Communications were still bad. Mostly they spoke into recorders. It would be important to get their observations because the instruments weren’t going to be much use. Too much sandblasting. They had preserved the big telescope that could be attached to the color TV, though, and they’d record the video as well as try to send it back to Earth.

“Solar power’s down to about twenty-five percent,” Rick Delanty reported.

“Save the batteries,” Baker said.

“Rojj.”

It was getting warm in the spacecraft, but they needed the power for the recorders and other instruments.

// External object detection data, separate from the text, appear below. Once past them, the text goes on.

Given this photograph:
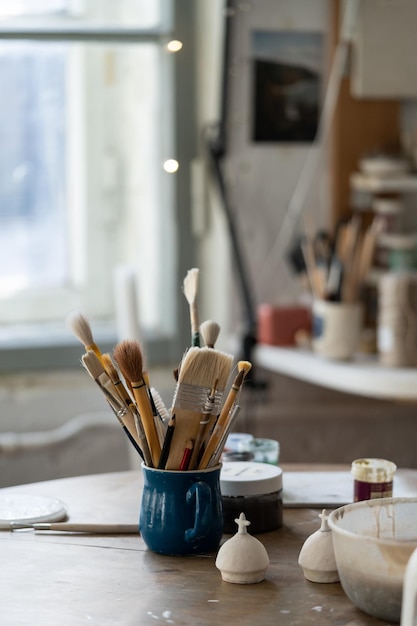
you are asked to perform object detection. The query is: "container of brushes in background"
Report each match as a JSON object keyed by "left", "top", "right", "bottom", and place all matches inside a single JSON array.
[
  {"left": 139, "top": 464, "right": 223, "bottom": 556},
  {"left": 312, "top": 300, "right": 363, "bottom": 361},
  {"left": 220, "top": 461, "right": 282, "bottom": 534}
]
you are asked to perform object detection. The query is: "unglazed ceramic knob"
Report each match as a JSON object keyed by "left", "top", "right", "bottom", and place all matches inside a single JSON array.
[
  {"left": 216, "top": 513, "right": 269, "bottom": 585},
  {"left": 298, "top": 509, "right": 339, "bottom": 583}
]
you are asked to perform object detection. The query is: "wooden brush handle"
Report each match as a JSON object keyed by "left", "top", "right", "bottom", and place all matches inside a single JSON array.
[{"left": 132, "top": 380, "right": 161, "bottom": 467}]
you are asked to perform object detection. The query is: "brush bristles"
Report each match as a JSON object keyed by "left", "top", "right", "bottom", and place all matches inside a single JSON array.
[
  {"left": 151, "top": 387, "right": 170, "bottom": 423},
  {"left": 113, "top": 339, "right": 143, "bottom": 383},
  {"left": 81, "top": 350, "right": 105, "bottom": 380},
  {"left": 237, "top": 361, "right": 252, "bottom": 376},
  {"left": 101, "top": 354, "right": 120, "bottom": 384},
  {"left": 183, "top": 267, "right": 200, "bottom": 304},
  {"left": 178, "top": 347, "right": 233, "bottom": 391},
  {"left": 67, "top": 312, "right": 94, "bottom": 346},
  {"left": 200, "top": 320, "right": 220, "bottom": 348}
]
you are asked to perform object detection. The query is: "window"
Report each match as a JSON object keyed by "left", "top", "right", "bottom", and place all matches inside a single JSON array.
[{"left": 0, "top": 0, "right": 192, "bottom": 366}]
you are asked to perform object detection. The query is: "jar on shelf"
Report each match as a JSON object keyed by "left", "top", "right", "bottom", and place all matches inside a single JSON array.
[
  {"left": 372, "top": 196, "right": 404, "bottom": 233},
  {"left": 377, "top": 271, "right": 417, "bottom": 367}
]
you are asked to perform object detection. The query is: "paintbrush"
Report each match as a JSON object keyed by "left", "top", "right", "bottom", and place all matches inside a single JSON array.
[
  {"left": 101, "top": 353, "right": 134, "bottom": 408},
  {"left": 179, "top": 439, "right": 194, "bottom": 471},
  {"left": 10, "top": 522, "right": 139, "bottom": 535},
  {"left": 67, "top": 311, "right": 102, "bottom": 359},
  {"left": 208, "top": 404, "right": 240, "bottom": 467},
  {"left": 81, "top": 350, "right": 148, "bottom": 461},
  {"left": 189, "top": 380, "right": 217, "bottom": 469},
  {"left": 198, "top": 361, "right": 252, "bottom": 469},
  {"left": 200, "top": 320, "right": 220, "bottom": 348},
  {"left": 102, "top": 354, "right": 152, "bottom": 465},
  {"left": 166, "top": 346, "right": 233, "bottom": 470},
  {"left": 151, "top": 387, "right": 170, "bottom": 426},
  {"left": 182, "top": 268, "right": 200, "bottom": 347},
  {"left": 158, "top": 415, "right": 175, "bottom": 469},
  {"left": 113, "top": 339, "right": 161, "bottom": 467}
]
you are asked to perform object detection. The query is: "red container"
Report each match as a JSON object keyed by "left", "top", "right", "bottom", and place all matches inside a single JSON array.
[{"left": 258, "top": 304, "right": 311, "bottom": 346}]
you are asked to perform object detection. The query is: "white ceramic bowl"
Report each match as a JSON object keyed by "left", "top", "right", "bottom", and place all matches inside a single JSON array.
[{"left": 328, "top": 498, "right": 417, "bottom": 622}]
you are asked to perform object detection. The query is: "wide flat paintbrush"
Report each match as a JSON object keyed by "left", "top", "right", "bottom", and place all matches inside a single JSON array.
[
  {"left": 113, "top": 339, "right": 161, "bottom": 467},
  {"left": 183, "top": 267, "right": 200, "bottom": 347},
  {"left": 198, "top": 361, "right": 252, "bottom": 469},
  {"left": 166, "top": 347, "right": 233, "bottom": 470}
]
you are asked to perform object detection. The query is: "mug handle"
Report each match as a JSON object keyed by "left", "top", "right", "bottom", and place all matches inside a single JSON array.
[{"left": 184, "top": 482, "right": 211, "bottom": 543}]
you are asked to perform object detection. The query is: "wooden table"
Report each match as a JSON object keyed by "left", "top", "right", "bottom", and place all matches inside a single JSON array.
[{"left": 0, "top": 468, "right": 404, "bottom": 626}]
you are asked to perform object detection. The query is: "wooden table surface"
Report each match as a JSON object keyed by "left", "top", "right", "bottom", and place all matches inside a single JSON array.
[{"left": 0, "top": 467, "right": 404, "bottom": 626}]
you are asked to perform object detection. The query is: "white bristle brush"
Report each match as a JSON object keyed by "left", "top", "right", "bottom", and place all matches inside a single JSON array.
[
  {"left": 67, "top": 311, "right": 102, "bottom": 360},
  {"left": 166, "top": 346, "right": 233, "bottom": 470},
  {"left": 81, "top": 350, "right": 146, "bottom": 460},
  {"left": 198, "top": 361, "right": 252, "bottom": 469},
  {"left": 200, "top": 320, "right": 220, "bottom": 348},
  {"left": 182, "top": 267, "right": 200, "bottom": 347}
]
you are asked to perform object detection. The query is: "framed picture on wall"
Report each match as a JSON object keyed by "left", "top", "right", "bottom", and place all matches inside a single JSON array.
[{"left": 250, "top": 30, "right": 324, "bottom": 143}]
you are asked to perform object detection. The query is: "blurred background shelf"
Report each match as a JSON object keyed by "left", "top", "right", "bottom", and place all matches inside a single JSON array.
[
  {"left": 350, "top": 172, "right": 417, "bottom": 193},
  {"left": 254, "top": 345, "right": 417, "bottom": 402}
]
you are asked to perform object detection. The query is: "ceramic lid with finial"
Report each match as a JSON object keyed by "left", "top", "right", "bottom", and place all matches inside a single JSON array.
[
  {"left": 298, "top": 509, "right": 339, "bottom": 583},
  {"left": 216, "top": 513, "right": 269, "bottom": 585}
]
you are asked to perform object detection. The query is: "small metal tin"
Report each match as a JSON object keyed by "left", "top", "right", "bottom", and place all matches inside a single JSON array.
[
  {"left": 220, "top": 461, "right": 282, "bottom": 534},
  {"left": 351, "top": 459, "right": 397, "bottom": 502}
]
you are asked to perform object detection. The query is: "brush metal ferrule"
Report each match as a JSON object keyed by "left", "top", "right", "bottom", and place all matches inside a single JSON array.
[{"left": 172, "top": 383, "right": 223, "bottom": 415}]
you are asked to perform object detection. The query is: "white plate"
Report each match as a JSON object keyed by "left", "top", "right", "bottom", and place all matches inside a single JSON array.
[{"left": 0, "top": 493, "right": 67, "bottom": 530}]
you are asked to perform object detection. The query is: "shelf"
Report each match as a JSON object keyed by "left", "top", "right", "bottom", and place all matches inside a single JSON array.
[
  {"left": 254, "top": 344, "right": 417, "bottom": 401},
  {"left": 350, "top": 172, "right": 417, "bottom": 193}
]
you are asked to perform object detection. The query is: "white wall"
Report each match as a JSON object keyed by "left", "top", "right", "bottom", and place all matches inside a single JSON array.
[{"left": 197, "top": 0, "right": 329, "bottom": 346}]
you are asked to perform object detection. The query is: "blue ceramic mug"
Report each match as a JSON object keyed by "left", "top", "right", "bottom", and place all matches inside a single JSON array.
[{"left": 139, "top": 464, "right": 223, "bottom": 555}]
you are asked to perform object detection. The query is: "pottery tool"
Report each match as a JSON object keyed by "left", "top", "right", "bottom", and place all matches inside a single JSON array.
[
  {"left": 183, "top": 268, "right": 200, "bottom": 347},
  {"left": 179, "top": 439, "right": 194, "bottom": 471},
  {"left": 166, "top": 346, "right": 233, "bottom": 470},
  {"left": 113, "top": 339, "right": 161, "bottom": 467},
  {"left": 158, "top": 415, "right": 175, "bottom": 469},
  {"left": 200, "top": 320, "right": 220, "bottom": 348},
  {"left": 81, "top": 350, "right": 149, "bottom": 461},
  {"left": 67, "top": 312, "right": 102, "bottom": 359},
  {"left": 10, "top": 522, "right": 139, "bottom": 535},
  {"left": 198, "top": 361, "right": 252, "bottom": 469}
]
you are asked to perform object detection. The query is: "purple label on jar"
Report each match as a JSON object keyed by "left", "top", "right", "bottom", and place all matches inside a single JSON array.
[{"left": 353, "top": 480, "right": 392, "bottom": 502}]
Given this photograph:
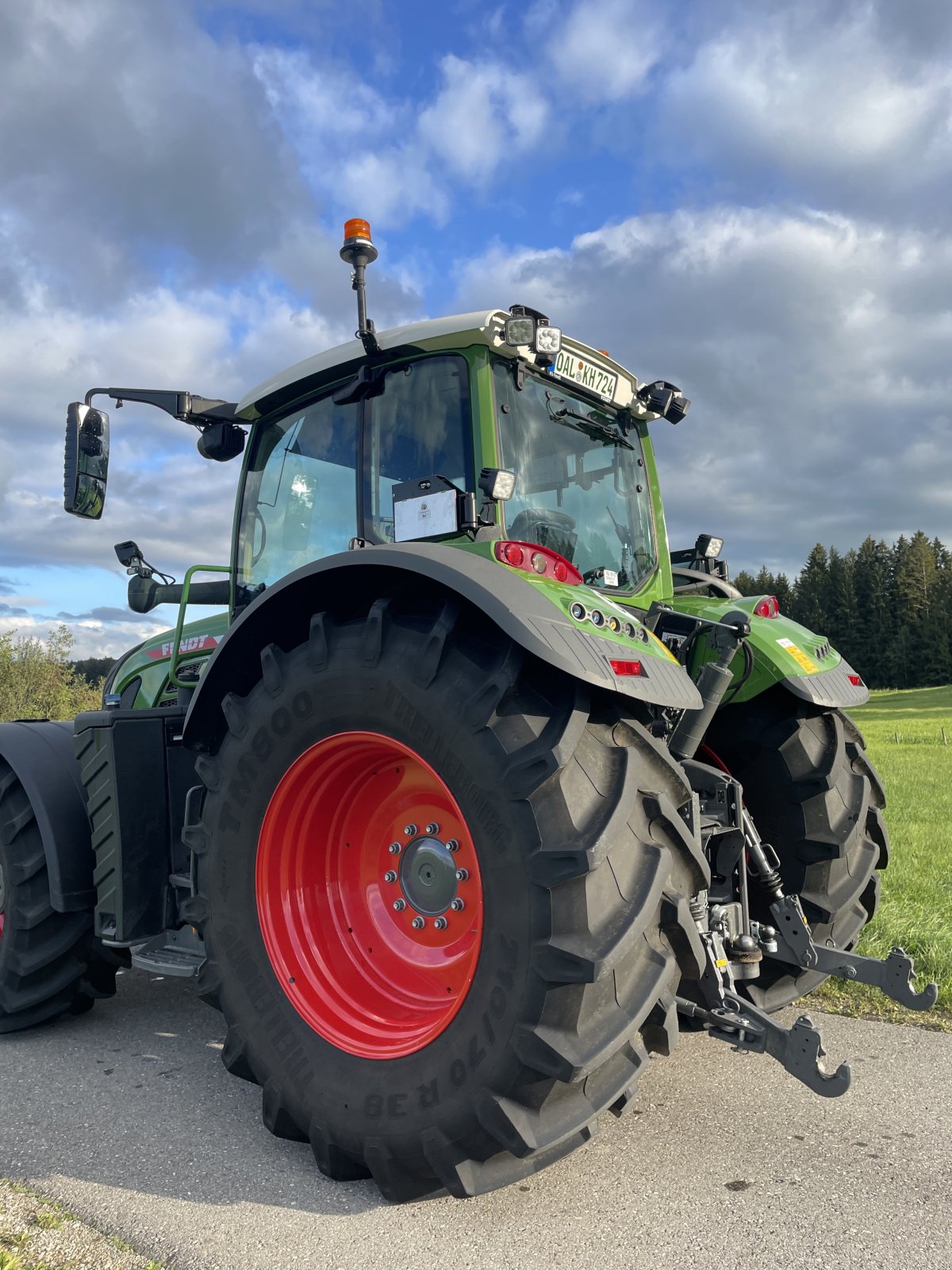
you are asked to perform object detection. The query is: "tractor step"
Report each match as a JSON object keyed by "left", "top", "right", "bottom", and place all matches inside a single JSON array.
[{"left": 132, "top": 927, "right": 205, "bottom": 978}]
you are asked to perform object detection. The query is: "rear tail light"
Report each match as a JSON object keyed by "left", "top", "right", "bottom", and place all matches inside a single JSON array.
[
  {"left": 493, "top": 540, "right": 582, "bottom": 587},
  {"left": 611, "top": 662, "right": 645, "bottom": 675}
]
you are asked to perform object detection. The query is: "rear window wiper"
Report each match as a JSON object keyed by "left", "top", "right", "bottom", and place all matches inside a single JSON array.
[{"left": 546, "top": 391, "right": 635, "bottom": 449}]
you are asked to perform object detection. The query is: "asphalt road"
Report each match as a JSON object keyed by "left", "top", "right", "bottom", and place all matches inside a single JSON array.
[{"left": 0, "top": 973, "right": 952, "bottom": 1270}]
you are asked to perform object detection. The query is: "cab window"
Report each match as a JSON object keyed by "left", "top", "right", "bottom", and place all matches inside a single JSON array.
[
  {"left": 237, "top": 396, "right": 360, "bottom": 588},
  {"left": 364, "top": 356, "right": 472, "bottom": 542}
]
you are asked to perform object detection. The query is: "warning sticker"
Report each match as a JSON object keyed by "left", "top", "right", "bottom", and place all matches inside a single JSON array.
[
  {"left": 646, "top": 627, "right": 678, "bottom": 665},
  {"left": 777, "top": 639, "right": 819, "bottom": 675}
]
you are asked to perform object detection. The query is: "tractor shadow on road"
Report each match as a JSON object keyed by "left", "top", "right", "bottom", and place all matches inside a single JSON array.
[{"left": 0, "top": 972, "right": 386, "bottom": 1215}]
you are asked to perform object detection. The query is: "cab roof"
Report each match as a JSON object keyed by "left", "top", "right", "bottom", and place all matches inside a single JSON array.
[{"left": 235, "top": 309, "right": 639, "bottom": 423}]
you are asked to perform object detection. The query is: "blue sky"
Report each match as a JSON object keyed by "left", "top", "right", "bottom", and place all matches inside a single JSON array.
[{"left": 0, "top": 0, "right": 952, "bottom": 654}]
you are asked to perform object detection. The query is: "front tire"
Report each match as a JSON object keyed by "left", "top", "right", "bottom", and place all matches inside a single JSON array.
[
  {"left": 0, "top": 760, "right": 122, "bottom": 1033},
  {"left": 700, "top": 688, "right": 889, "bottom": 1012},
  {"left": 189, "top": 601, "right": 706, "bottom": 1200}
]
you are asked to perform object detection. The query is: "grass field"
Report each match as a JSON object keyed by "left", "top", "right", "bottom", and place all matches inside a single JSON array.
[{"left": 810, "top": 687, "right": 952, "bottom": 1031}]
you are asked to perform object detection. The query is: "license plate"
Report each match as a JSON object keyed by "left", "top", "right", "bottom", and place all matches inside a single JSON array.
[{"left": 555, "top": 348, "right": 618, "bottom": 402}]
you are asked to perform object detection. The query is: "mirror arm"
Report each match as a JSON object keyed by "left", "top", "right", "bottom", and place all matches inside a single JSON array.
[{"left": 86, "top": 389, "right": 237, "bottom": 424}]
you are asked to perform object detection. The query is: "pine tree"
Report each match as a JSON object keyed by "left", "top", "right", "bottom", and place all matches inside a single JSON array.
[
  {"left": 791, "top": 542, "right": 830, "bottom": 633},
  {"left": 848, "top": 537, "right": 896, "bottom": 688}
]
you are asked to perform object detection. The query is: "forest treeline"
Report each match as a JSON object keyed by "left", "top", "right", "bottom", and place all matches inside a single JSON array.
[
  {"left": 0, "top": 626, "right": 104, "bottom": 720},
  {"left": 731, "top": 531, "right": 952, "bottom": 688}
]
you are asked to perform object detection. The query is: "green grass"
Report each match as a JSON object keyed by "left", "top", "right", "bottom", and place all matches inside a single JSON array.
[{"left": 811, "top": 686, "right": 952, "bottom": 1031}]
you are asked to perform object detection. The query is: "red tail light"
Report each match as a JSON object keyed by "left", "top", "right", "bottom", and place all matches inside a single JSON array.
[
  {"left": 493, "top": 538, "right": 582, "bottom": 587},
  {"left": 611, "top": 662, "right": 645, "bottom": 675}
]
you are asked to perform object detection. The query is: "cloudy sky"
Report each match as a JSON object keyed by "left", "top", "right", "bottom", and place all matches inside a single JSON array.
[{"left": 0, "top": 0, "right": 952, "bottom": 656}]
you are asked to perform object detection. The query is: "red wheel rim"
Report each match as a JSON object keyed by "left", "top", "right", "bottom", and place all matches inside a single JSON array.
[{"left": 255, "top": 732, "right": 482, "bottom": 1058}]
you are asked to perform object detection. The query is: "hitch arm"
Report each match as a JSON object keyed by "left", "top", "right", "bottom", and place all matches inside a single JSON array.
[
  {"left": 677, "top": 989, "right": 853, "bottom": 1099},
  {"left": 770, "top": 895, "right": 939, "bottom": 1010}
]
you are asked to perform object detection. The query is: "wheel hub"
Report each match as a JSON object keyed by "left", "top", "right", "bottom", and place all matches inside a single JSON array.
[
  {"left": 400, "top": 838, "right": 457, "bottom": 917},
  {"left": 256, "top": 732, "right": 482, "bottom": 1059}
]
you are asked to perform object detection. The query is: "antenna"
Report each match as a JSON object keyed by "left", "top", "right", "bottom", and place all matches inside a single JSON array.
[{"left": 340, "top": 218, "right": 379, "bottom": 353}]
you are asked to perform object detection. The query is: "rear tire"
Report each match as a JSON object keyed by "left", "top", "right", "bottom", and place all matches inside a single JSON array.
[
  {"left": 0, "top": 760, "right": 122, "bottom": 1033},
  {"left": 189, "top": 601, "right": 707, "bottom": 1200},
  {"left": 698, "top": 688, "right": 889, "bottom": 1012}
]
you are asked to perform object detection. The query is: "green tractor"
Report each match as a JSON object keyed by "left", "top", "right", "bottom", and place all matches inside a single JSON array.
[{"left": 0, "top": 221, "right": 935, "bottom": 1200}]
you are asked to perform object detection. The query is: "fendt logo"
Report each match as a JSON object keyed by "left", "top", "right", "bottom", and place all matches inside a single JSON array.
[{"left": 146, "top": 635, "right": 218, "bottom": 662}]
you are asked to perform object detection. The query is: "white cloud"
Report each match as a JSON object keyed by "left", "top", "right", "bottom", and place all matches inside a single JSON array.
[
  {"left": 419, "top": 53, "right": 548, "bottom": 184},
  {"left": 662, "top": 0, "right": 952, "bottom": 218},
  {"left": 252, "top": 46, "right": 548, "bottom": 226},
  {"left": 540, "top": 0, "right": 668, "bottom": 104},
  {"left": 459, "top": 206, "right": 952, "bottom": 568}
]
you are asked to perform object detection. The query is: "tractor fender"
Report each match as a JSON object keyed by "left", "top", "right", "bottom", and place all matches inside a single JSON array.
[
  {"left": 0, "top": 719, "right": 95, "bottom": 913},
  {"left": 182, "top": 542, "right": 701, "bottom": 749}
]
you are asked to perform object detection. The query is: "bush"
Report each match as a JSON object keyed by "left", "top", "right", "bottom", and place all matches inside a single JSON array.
[{"left": 0, "top": 626, "right": 103, "bottom": 720}]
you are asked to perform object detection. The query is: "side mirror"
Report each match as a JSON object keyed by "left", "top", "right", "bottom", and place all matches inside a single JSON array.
[{"left": 63, "top": 402, "right": 109, "bottom": 521}]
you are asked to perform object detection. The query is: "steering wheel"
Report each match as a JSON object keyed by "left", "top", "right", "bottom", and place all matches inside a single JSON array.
[{"left": 508, "top": 506, "right": 579, "bottom": 561}]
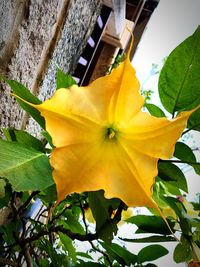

Leonilla Malik spoke rapid-fire Russian into a mike. Jakov played with the transmitter controls, trying to get some response from Baikunyar. No luck. Leonilla continued to record. She had moored herself oddly, twisting to watch the observation port and still see the instrument board. Rick tried to follow what she was saying, but she was using too many unfamiliar words. Waxing lyrical, Rick thought. Letting her poetic streak have its way. Why not? How else could you describe being inside a comet?

They now knew less about Hamner-Brown’s path than Houston did. The last report from Houston was a miss by one thousand kilometers, but Rick wondered. Was that based on his visual observation? Because if it was, it meant only that that particular mountain would be that far off, and the cloud of solid gup was large. Not that large, though. Surely not that large.